Execution outlook remains strong
Mishra Dhatu Nigam (Midhani) highlighted that despite the slowdown in space launches, and space revenue mix falling to 40% in FY21E, it does not expect any material change in margins. This is mainly due to the high-margin maraging steel comprising of 70-80% of revenue mix in FY21E (similar to FY20) and titanium alloys also increasing their revenue contribution. Management expects to cross FY20 revenues in FY21; all the melt shops are running at full utilisation to achieve the same. With the current utilisation stretched through the year, Rs10bn revenue target for FY22 appears realistic. Also, as focus on indigenisation grows, the management expects to substitute high-value super alloy imports of ~Rs7bn p.a. (current revenue contribution from the same at Rs500mn-600mn p.a.). Super alloys yield higher realisations compared even to maraging steels. Maintain BUY with a target price of Rs280/share.
* Orderbook and order inflow.
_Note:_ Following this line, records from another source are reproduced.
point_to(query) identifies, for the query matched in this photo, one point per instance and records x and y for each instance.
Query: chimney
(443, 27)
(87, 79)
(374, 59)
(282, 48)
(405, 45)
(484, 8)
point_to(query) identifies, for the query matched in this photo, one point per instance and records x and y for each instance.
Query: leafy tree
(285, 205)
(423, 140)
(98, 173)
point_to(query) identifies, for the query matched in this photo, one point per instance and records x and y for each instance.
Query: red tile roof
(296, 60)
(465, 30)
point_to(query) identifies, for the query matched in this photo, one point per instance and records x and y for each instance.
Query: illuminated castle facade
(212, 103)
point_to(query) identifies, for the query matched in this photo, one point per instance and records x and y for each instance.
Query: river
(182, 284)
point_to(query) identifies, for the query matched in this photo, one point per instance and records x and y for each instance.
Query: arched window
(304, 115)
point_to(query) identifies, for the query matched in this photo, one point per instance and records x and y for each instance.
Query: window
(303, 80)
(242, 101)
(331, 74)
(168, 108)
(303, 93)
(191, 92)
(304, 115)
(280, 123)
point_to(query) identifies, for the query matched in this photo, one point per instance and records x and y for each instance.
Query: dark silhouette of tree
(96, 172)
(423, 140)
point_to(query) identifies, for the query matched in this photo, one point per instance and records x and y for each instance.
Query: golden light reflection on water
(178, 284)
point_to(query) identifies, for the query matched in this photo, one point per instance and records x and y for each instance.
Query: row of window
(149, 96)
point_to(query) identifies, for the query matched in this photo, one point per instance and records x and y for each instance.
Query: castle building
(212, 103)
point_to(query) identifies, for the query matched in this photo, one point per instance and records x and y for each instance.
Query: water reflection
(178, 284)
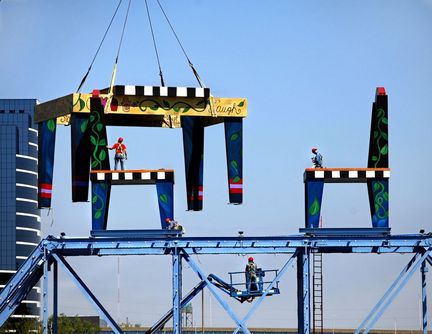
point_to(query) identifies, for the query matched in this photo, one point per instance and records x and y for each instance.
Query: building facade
(20, 227)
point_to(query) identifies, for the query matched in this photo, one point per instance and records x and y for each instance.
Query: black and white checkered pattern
(132, 177)
(159, 91)
(348, 176)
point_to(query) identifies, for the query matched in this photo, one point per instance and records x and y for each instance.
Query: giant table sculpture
(191, 109)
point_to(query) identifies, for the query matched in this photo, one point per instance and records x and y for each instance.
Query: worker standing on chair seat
(251, 275)
(120, 153)
(174, 225)
(317, 160)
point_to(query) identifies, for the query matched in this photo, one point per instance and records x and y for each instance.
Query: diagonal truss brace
(265, 293)
(86, 291)
(214, 291)
(167, 316)
(392, 292)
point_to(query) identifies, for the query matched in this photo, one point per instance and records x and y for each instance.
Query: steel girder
(53, 249)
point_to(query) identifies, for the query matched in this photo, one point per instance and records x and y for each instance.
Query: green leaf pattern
(381, 198)
(314, 208)
(98, 140)
(181, 106)
(380, 137)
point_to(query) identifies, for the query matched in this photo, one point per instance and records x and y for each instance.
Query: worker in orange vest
(120, 153)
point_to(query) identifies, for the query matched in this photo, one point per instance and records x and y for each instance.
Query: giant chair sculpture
(191, 109)
(376, 175)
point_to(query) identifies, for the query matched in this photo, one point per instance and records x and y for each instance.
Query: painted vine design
(380, 137)
(315, 207)
(380, 197)
(98, 155)
(96, 198)
(177, 106)
(234, 163)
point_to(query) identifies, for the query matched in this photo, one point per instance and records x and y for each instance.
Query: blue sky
(309, 70)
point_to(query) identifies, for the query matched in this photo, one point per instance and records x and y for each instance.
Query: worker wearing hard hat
(120, 153)
(317, 160)
(251, 274)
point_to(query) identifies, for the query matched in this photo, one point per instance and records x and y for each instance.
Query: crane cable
(155, 46)
(195, 72)
(114, 73)
(98, 49)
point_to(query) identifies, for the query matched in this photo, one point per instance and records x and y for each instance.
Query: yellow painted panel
(142, 105)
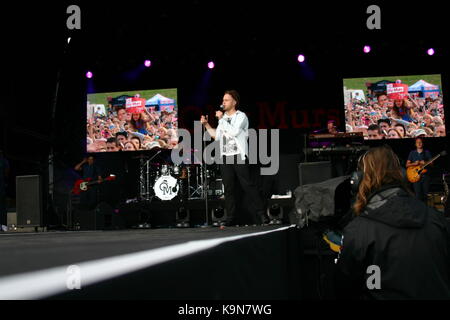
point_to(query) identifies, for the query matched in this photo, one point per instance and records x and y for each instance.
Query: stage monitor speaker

Current orderbook is at Rs16.9bn against Rs17.3bn QoQ. Q2FY21 saw Rs1.6bn of order booking. Midhani has previously guided for FY21 order inflow at Rs7.5bn, 70% of which would be from defence. A large part of the inflow may accrue from Akash (allotted to BDL), the future expected order of Tejas (titanium alloys – another high-value order, which can help maintain margins similar to space orders), etc. Of the total orderbook of Rs16.9bn, 60% is from space, 30% from defence and 10% from other sectors.
* Space to constitute 40% of FY21E revenues; Midhani aims at commercial and defence aerospace as the next prospective area of supply. Space launches planned for CY20 have been deferred. Midhani expects some deferments of orders and volumes by one year. Presence in multiple sectors is expected to overcome this decline; defence ordering has picked pace. More importantly, the proportion of maraging steel in the mix is not decreasing with the shift, implying limited impact on margins.
* JV with NALCO. The JV has completed land acquisition and applied for environmental clearances. Company has been finalising the mode of funding – given longer gestation period, equity participation will be initially infused by JV parties or financial investors. Requirement of aluminium alloy can be met with this JV, which will take care of demand from aerospace, defence, transportation, and electrical vehicles in future. It will take one more year to place orders with equipment manufacturers, and another three years to commission.
* Capex guidance. Company has maintained its capex guidance of Rs2bn p.a. for FY21/FY22. Rohtak plant (~Rs600mn), spring plant (Rs270mn), wide plate mill and core capacity debottlenecking remain the key areas of capex.